Simeprevira pharmacokinetic properties were evaluated in adult healthy volunteers and adult patients infected with hepatitis C. The anadrol 50mg plasma and area under the curve “concentration-time» after multiple dosing at the doses from 75 mg to 200 mg 1 time day increased more than proportionally to the dose; after repeated administration of the drug was observed its accumulation. The equilibrium state is achieved after 7 days of 1 times a day. Simeprevira concentration in plasma infected with hepatitis C virus patients is 2-3 times higher than the corresponding values in healthy volunteers. The values simeprevira plasma when combined with peginterferon alfa and ribavirin and as monotherapy simeprevirom were similar.
The average value of simeprevira bioavailability after a single dose of 150 mg orally dose during meals is 62%. The maximum plasma concentration is typically achieved after 4-6 hours after ingestion. Studies in vitro on Caco-2 human cell culture showed that simeprevir substrate .

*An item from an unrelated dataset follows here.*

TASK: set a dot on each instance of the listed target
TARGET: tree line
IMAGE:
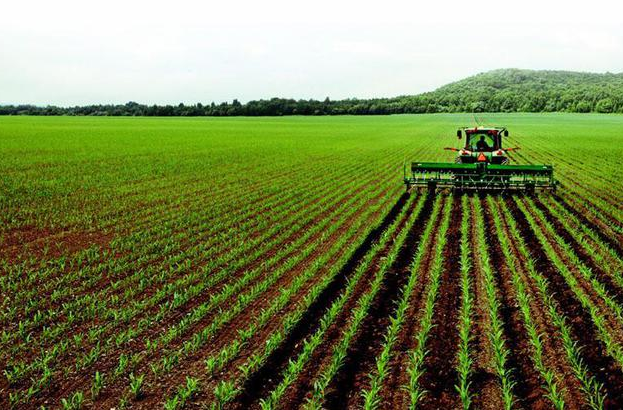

The impact of food on the bioavailability of simeprevira
As compared with the reception fasting when receiving simeprevira during meal in healthy volunteers increased by 61% after the high energy breakfast high fat (928 kcal) and at 69% after breakfast normal caloric content (533 kcal), while there was an increase in absorption time 1 and 1.5 hours, respectively.
Simeprevir largely bound to plasma proteins anadrol 50mg, mostly to albumin and to a lesser extent? 1 acid glycoprotein. In patients with impaired renal or hepatic function significant changes in plasma protein binding is not registered. Animals simeprevir largely enters the intestine and liver (ratio of the content in the blood and liver of rats 29: 1).

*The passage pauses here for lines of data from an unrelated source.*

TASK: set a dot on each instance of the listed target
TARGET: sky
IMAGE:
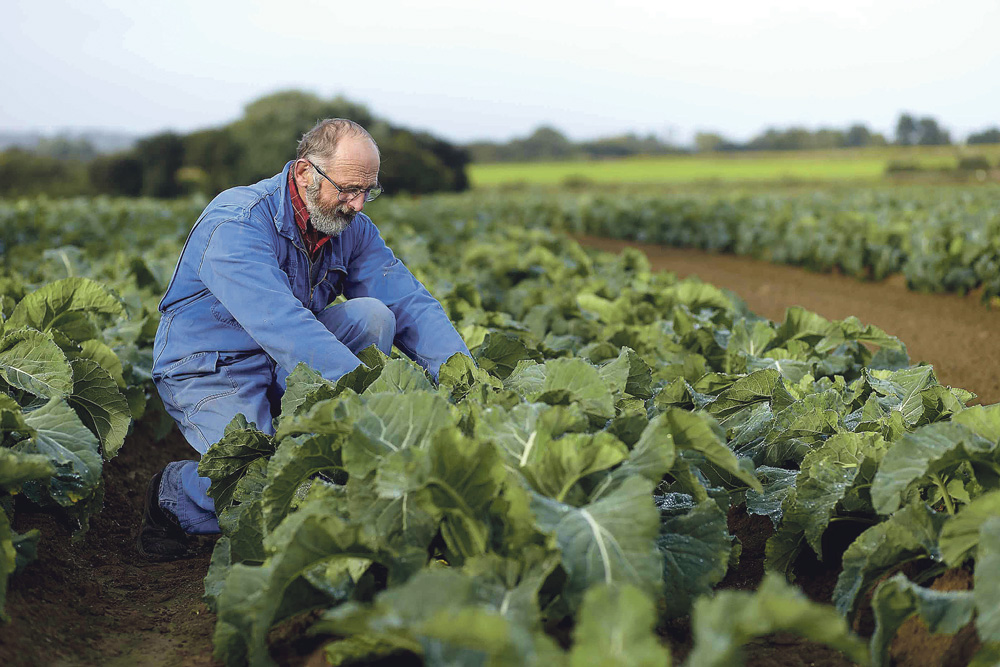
(476, 70)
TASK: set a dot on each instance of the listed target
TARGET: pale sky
(467, 70)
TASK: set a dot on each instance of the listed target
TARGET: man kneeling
(250, 299)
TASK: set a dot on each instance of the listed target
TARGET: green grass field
(863, 165)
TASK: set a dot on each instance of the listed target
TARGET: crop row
(944, 239)
(563, 497)
(579, 475)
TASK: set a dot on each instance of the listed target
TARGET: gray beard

Simeprevir metabolized in the liver. According to studies in vitro on human liver microsomes simeprevir predominantly undergoes oxidative metabolism by means of the liver isoenzyme . You also can not exclude the participation of isoenzymes .
Information about the effects of inhibitors or inducers isoenzymes with regard to pharmacokinetics simeprevira, as well as information about simeprevira inhibitory potential against isoenzymes in the section “Interaction with other drugs.”
After a single oral administration anadrol 50mg simeprevira at a dose of 200 mg in healthy volunteers, most of the radioactivity in the plasma (98%) represented the unmodified drug, and only a small proportion represented metabolites (none of which was not a significant metabolite). Identified fecal metabolites formed by oxidation of the macrocyclic or aromatic groups or both groups, as well as by O-demethylation followed by oxidation.
Withdrawal simeprevira occurs in the bile. The kidneys play a minor role in the removal of the drug. After a single oral administration of 14 C simeprevira at a dose of 200 mg in healthy volunteers, an average of 91% of the radioactive substances released through the intestines, <1% of the dose is excreted by the kidney. Unchanged simeprevir in feces was on average 31% of the dose.
The half-life simeprevira when receiving a dose of 200 mg in healthy volunteers was 10-13 hours, and patients infected with hepatitis C – 41 hours.
Special patient groups
Children (under 18 years)
Studies on the pharmacokinetics simeprevira not been conducted in children.
There is limited data on the use of the drug Sovriad in patients older than 65 years. Based on a population pharmacokinetic analysis in infected hepatitis C virus patients receiving simeprevir, age (18-73 years) had no clinically meaningful effect on the pharmacokinetics of simeprevira. In elderly patients, a dose adjustment is required.